Purple Light and Twilight Arch

December 14, 2009


Claudia Hinz
Summary Authors: Claudia Hinz; Jim Foster

The photo above showing a regal purple sky and twilight arch was observed on the morning of November 17, 2009, from Mt. Wendelstein, Germany in the Bavarian Alps. I was quite astonished to see this intense purple sky about half an hour before sunrise (Sun elevation at -6 degrees). The unusual light was a result of dust particles from the Sahara Desert. In fact, two separate streams of Saharan dust were positioned overhead; a lower one at an altitude of about 5 miles (8.5 km) with dust from the western parts of the Sahara; and a higher one at about 7 miles (11 km) containing dust from the eastern Sahara. This dust, entrained in two different but related atmospheric currents, buckled north from the Saharan region of Africa and happened to overlap just above the Alps.

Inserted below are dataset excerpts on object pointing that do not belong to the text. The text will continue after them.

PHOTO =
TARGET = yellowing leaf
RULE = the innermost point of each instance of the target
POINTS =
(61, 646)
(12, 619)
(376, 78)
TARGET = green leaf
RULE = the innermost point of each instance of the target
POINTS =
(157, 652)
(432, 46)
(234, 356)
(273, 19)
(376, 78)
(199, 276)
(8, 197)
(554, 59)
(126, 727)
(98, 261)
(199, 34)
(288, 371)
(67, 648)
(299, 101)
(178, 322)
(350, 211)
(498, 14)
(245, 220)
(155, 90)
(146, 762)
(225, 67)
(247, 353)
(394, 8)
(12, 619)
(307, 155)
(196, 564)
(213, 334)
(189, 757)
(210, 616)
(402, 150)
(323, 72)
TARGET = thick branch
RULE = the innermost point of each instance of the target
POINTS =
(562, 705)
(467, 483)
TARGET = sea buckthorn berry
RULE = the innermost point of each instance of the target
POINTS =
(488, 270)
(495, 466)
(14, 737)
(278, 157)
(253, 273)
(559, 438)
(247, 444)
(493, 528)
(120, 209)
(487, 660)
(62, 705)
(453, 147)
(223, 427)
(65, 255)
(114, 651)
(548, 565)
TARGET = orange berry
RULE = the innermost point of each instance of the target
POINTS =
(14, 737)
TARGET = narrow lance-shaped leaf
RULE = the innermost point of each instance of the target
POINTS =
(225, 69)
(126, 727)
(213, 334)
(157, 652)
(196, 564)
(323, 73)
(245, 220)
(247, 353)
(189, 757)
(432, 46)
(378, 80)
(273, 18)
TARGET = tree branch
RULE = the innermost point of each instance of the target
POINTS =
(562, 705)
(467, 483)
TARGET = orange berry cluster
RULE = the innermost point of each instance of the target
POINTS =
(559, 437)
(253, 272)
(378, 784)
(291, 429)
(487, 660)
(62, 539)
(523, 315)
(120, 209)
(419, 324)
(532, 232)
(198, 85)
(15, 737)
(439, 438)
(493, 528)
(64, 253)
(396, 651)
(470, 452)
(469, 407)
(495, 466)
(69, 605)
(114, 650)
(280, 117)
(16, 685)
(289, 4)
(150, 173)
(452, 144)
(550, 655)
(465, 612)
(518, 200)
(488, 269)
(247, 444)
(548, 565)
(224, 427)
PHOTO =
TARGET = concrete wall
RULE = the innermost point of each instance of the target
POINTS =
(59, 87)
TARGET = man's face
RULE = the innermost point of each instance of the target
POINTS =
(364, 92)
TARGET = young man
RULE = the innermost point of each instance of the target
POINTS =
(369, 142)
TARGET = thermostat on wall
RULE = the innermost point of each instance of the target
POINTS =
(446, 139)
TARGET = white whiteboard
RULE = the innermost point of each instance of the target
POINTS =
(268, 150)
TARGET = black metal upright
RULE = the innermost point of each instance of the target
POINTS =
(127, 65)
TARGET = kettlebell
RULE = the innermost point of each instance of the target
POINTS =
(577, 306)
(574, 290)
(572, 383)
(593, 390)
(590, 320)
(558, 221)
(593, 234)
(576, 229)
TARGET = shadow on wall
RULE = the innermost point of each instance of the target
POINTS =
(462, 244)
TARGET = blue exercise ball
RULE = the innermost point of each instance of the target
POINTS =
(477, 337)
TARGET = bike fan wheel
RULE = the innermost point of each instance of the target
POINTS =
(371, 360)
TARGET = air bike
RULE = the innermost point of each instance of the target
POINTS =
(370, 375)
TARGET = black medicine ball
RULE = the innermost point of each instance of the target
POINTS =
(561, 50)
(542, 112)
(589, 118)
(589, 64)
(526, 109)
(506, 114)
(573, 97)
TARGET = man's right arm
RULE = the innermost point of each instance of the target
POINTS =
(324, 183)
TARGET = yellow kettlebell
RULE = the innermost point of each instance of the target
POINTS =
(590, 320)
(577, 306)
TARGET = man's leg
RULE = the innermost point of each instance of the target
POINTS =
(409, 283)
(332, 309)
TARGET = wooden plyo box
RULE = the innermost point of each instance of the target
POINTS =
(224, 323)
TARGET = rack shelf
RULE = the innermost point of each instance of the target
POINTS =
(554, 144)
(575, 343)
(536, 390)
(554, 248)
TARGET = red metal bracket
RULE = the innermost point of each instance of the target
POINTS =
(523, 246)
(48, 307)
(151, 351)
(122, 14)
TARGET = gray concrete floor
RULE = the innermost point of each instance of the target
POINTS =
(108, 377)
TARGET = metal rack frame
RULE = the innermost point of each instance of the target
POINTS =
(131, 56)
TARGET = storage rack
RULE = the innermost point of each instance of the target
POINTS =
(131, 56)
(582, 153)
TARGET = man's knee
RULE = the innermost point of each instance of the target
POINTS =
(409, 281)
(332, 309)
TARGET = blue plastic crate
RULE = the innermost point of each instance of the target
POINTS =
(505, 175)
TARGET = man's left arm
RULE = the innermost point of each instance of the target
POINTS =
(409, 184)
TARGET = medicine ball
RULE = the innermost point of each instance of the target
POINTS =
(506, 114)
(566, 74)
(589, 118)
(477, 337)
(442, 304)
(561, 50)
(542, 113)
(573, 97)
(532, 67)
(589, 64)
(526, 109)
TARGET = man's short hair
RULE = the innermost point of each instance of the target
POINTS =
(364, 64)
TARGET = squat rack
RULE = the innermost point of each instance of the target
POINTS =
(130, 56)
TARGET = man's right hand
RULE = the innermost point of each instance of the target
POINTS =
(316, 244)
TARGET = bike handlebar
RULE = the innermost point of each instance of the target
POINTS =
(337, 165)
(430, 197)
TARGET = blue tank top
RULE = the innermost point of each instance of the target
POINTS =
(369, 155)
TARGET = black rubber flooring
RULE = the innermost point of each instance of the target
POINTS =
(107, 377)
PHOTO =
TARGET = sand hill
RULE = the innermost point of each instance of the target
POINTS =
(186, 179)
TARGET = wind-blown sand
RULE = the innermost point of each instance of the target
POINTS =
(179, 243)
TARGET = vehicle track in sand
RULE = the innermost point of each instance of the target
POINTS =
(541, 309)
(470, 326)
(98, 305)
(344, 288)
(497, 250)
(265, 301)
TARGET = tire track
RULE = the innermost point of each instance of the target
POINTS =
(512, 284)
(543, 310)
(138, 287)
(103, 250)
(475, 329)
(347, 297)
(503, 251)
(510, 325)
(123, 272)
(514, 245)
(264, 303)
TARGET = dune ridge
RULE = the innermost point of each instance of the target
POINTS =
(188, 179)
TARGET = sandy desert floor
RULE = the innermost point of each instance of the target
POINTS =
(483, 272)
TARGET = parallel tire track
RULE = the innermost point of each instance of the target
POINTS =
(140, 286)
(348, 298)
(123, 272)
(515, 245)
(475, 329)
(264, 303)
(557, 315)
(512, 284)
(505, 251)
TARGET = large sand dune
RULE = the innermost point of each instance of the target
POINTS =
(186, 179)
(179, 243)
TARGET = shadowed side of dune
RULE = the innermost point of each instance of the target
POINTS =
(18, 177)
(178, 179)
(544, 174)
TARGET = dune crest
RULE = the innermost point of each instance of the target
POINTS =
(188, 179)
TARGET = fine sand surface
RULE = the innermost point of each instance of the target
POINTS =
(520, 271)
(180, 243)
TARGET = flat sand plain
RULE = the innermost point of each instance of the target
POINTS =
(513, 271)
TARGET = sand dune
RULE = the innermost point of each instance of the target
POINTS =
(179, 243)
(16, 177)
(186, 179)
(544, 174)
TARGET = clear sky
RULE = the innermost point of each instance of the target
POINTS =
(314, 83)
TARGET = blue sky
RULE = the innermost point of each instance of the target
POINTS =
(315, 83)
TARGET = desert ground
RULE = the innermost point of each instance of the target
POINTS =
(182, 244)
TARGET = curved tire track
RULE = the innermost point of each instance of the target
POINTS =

As the optical thickness of the atmosphere increases, more light is scattered. When no clouds are present, as was the case this morning, in order for the twilight sky to show coloration a significant portion of sunlight must be scattered. Dust particles readily scatter sunlight. In general, scattering is more pronounced when smaller dust and aerosol particles (100-1,000 nanometers in diameter) are present, producing deep purple sunrises and sunsets. Purple twilights are best observed when the Sun is between about 2 and 6 degrees below the horizon. Note the faint crepuscular rays emanating from the horizon. It was observed that these rays stretched across the entire sky.